Landwirte seien alternativen Vermarktungswegen gegenüber offen, stellt Andreas Steul, Projektleiter DLG-Feldtage, im Webinar fest. Das Leitthema der Feldtage: „Pflanzenbau out of the box“ decke die gesamte Bandbreite ab. Da gehe es nicht nur um Weizen, sondern auch um Kulturen wie beispielsweise Lupinen, die die Fruchtfolge erweitern und den Boden lockern. Doch müsse mit der passenden Vermarktung ein lukrativer Verkauf für die Landwirte herausspringen, führt Steul aus.
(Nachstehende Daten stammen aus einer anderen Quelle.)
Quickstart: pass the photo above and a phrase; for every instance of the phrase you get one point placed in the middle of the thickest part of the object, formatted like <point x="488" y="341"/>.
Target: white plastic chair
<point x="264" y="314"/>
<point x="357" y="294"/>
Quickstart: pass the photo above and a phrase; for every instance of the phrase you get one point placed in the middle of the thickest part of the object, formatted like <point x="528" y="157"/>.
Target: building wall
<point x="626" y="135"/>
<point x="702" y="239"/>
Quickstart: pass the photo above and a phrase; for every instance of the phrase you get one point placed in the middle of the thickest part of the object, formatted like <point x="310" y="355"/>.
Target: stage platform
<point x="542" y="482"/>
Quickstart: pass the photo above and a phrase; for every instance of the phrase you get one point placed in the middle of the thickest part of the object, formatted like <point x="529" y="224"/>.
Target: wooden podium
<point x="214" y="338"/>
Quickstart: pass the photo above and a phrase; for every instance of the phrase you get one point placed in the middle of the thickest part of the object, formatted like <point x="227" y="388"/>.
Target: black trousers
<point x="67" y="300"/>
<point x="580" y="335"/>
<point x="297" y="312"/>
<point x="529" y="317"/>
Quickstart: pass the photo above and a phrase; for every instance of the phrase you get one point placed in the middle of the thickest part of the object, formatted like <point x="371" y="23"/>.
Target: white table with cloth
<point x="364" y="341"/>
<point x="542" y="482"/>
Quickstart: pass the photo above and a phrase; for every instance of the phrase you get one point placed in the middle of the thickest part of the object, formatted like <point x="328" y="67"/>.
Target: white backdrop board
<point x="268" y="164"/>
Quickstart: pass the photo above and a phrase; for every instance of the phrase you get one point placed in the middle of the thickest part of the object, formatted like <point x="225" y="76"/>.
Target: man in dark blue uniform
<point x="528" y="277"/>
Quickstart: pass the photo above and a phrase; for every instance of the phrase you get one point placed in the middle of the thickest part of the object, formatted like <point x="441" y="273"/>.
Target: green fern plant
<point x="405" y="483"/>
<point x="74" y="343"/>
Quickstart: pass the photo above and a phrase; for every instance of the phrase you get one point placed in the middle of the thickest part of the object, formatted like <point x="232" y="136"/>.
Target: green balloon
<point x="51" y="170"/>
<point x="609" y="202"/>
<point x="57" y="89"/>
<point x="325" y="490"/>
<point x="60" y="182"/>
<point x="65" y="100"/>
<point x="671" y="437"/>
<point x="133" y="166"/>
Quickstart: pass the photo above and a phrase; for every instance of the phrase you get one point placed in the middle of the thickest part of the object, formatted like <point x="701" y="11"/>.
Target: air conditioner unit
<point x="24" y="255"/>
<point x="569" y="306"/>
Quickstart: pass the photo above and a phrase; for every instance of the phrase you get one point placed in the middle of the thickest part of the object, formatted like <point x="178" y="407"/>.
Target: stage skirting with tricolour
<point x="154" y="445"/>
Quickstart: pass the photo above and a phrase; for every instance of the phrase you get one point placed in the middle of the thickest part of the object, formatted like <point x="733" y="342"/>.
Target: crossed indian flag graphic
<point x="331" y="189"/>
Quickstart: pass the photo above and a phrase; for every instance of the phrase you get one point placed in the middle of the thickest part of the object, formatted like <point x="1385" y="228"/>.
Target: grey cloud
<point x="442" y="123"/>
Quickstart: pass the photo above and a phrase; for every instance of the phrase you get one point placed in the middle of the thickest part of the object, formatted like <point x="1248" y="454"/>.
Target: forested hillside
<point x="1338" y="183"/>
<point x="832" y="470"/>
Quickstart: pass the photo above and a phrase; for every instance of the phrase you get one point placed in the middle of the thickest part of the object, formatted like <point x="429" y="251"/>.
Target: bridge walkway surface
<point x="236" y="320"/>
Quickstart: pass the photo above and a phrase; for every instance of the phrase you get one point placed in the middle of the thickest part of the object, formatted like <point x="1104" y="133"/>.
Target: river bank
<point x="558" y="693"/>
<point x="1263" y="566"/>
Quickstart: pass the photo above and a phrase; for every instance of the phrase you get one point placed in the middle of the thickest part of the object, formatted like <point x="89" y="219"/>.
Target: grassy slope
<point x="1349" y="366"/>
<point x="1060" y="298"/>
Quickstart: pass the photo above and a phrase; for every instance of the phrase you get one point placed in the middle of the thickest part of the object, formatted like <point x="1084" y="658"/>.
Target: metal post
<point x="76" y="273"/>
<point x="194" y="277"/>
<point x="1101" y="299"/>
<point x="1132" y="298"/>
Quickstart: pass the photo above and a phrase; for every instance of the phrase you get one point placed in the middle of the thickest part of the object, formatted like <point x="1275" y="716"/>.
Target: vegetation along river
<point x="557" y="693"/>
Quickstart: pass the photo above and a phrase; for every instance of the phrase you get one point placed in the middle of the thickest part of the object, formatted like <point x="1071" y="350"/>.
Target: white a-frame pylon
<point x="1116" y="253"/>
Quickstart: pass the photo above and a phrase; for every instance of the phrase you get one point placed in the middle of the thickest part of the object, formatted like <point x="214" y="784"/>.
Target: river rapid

Prof. Dr. Tilo Hühn von der Zürcher Hochschule für Angewandte Wissenschaften (ZHAW) sowie Vorsitzender des DLG-Ausschusses New Feed & Food gibt im Webinar Auskunft über den Stellenwert einer nachhaltigen Produktion in der Gesellschaft. „Die Kette ist unter Druck geraten, so Hühn. Für ihn ist „Out of the Chain“ die Antwort auf „Pflanzbau out of the box“ . Die Gesellschaft verlangt einen nachhaltigen Anbau von Lebensmitteln. Sein Forscherteam stellt daher den Kontakt zur ursprünglichen Produktion her. Damit möchte der Wissenschaftler den Aufwand sichtbar machen, um einen „anständigen Preis für die Produktion von Agrarprodukten verlangen zu können.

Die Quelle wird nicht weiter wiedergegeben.